A título de exemplo, na Bahia, dos mais de 1600 postulantes a cargos eleitos no pleito deste ano, apenas 716 receberam financiamento do Fundo Eleitoral. Dentre eles, o líder em recebimento do recurso, está o candidato ao governo pelo União Brasil, ACM Neto, com R$ 7.557.761,23 à disposição da sua campanha, seguidos pelos candidatos ao Senado Otto Alencar (PSD) e Cacá Leão (PP), que já receberam R$ 3.960.000,00 e R$ 3.500.000,00, respectivamente, e pelos candidatos à Câmara Lídice da Mata (PSB), que já recebeu R$ 3.000.000,00 e Uldurico Junior (MDB), com R$ 2.500.000,00.

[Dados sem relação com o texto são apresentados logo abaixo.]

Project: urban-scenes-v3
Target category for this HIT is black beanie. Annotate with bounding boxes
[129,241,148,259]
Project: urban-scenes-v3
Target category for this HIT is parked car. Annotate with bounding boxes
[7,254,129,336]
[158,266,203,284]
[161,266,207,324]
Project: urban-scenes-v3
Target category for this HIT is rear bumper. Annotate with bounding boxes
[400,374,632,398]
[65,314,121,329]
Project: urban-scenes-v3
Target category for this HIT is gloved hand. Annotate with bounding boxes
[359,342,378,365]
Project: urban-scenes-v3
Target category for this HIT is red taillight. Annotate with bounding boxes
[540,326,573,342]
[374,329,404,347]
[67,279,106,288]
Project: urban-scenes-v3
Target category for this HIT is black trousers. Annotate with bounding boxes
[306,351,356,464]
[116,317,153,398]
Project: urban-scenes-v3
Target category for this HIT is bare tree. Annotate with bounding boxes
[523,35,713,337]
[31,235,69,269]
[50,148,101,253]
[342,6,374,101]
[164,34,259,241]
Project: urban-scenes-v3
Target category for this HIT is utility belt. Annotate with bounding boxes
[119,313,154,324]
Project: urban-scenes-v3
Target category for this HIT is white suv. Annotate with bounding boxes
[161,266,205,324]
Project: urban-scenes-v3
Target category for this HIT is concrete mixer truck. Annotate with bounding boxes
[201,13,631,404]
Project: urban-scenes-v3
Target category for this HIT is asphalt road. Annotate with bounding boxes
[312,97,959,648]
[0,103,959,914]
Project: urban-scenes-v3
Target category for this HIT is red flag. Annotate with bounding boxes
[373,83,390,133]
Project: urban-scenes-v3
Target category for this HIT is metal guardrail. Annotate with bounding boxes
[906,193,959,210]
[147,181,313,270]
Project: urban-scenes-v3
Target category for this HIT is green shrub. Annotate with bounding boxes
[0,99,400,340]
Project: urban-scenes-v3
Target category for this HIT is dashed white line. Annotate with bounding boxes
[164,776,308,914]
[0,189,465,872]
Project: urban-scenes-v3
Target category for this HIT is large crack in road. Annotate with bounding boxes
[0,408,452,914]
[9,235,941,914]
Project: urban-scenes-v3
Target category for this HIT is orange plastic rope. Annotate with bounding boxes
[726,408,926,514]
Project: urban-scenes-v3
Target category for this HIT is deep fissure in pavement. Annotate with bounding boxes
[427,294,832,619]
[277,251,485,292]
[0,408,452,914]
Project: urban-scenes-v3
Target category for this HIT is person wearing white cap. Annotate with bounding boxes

Sozinho, o ex-prefeito de Salvador, por exemplo, recebeu mais recursos do que 359 candidatos que já receberam financiamento do Fundão este ano. A quantia recebida por Neto ainda é superior ao total de valores recebidos por todos os candidatos à Assembleia Legislativa da Bahia do União Brasil (R$ 6.657.000,00).
Criado pelo Congresso Nacional a partir da reforma eleitoral de 2017, o Fundo Especial de Financiamento de Campanha (FEFC) tem como finalidade destinar recursos do Tesouro Nacional para financiar as ações eleitorais de candidatos a cargos eletivos.
A jornalista e gerente de conteúdo do Instituto Millenium, Priscila Chammas, explica que a distribuição do recurso tem sido feita seguindo dois parâmetros: quem tem mais influência dentro do partido, recebe mais dinheiro do Fundão, e as siglas injetam mais dinheiro nas campanhas que acreditam que tenham chance de vencer a eleição.
“A gente fez esse levantamento em 2018 em uma pesquisa parecida. E deu resultados semelhantes [aos de 2022]. Os candidatos que recebem mais dinheiro são os que tem mais influência política. E os que tem chance de ganhar”, apontou.
Para Chammas, quando os partidos destinam o maior montante para candidatos com mais prestígio político e mais chances de ganhar, reforça um desvio de função do Fundo Eleitoral, que, foi criado pelo Congresso Nacional a partir da reforma eleitoral de 2017 com a finalidade de destinar recursos do Tesouro Nacional para financiar as ações eleitorais de candidatos a cargos eletivos.
“O Fundo Eleitoral não vem para ajudar a renovar, não vem para reequilibrar as forças, não vem pra ajudar quem não tem condições, pelo contrário, ele vem para forçar quem já é forte”, argumentou.
Ademais, os candidatos que já estão na vida política há mais tempo têm prioridade no recebimento dos repasses dos recursos pelos partidos. O que mostra uma aposta das siglas para eleger figuras políticas já conhecidas pelo eleitorado e uma dificuldade ainda maior para os novatos.
“Os 20 candidatos que mais receberam Fundão Eleitoral são políticos de carreira ou de oligarquias políticas, ou seja, sem renovação. Além disso, desse conjunto, apenas quatro são mulheres. Dessa forma, o Fundão está reforçando distorções, argumenta a jornalista ao apontar os dados da realidade baiana em referência a dificuldade que novos candidatos têm para ter acesso ao recurso do FEFC.
No recorte por etnias, nota-se que quase todos os partidos destinaram mais recursos do Fundo Eleitoral para candidatos de etnia branca (66,2% do valor total distribuído até o momento). PROS, DC, PSDB e PT foram os que mais destinaram recursos para candidatos brancos. Já UP, PSOL e PSTU apresentam o maior percentual de recursos distribuídos entre os negros.
Segundo o Instituto Millenium, outro ponto que aponta a não valorização dos partidos no quesito representatividade é o fato de a distribuição que vem sendo feita do fundo eleitoral, que não incentiva a participação feminina na política. De todo o valor distribuído, somente 27,9% foi destinado a mulheres, ainda que haja cota para tal. O percentual, inclusive, é menor que o de candidaturas femininas (33,7%).
A pesquisa utilizou informações do TSE divulgadas até 3 de setembro deste ano. Naquela data, já tinham sido distribuídos R$ 3.101.040.192,86 (3,1 bilhões de reais) a 14.267 candidatos.